A similar process has been followed for conducting the tweets sentiment analysis assessment for the NHS COVID19 tweets. All English language tweets were considered for this analysis while considering the geolocation and the origins of these tweets. Positive, negative and neutral sentiments scoring have been adopted to offer the needed perspective regarding data polarity for official NHS engagement on this social media platform. Out of the total 435 official tweets captured over three months, 377 tweets came as positive, 12 tweets neutral sentiments, and 46 tweets were negative sentiments. Figure 6 provides the distribution of these tweets, in which the engagement sentiment about the NHS COVID19 app appears to be positive. The outcome of this analysis verifies how the NHS aimed to maintain a positive engagement strategy to encourage and facilitate the use of this digital proximity application.
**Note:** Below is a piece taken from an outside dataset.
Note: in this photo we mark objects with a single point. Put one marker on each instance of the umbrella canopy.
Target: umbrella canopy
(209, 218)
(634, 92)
For the word frequencies analysis for the NHS COVID19 app tweets, the word cloud generated, in Fig. 7, detailed how many of these tweets were directed towards positively engaging with users about this app’s contribution towards safeguarding public health, safety and security. The words “privacy” and “protect” were the most common words highlighting the importance of the need to be active and help protect the community, stay alert, and stop the infection rates from rising.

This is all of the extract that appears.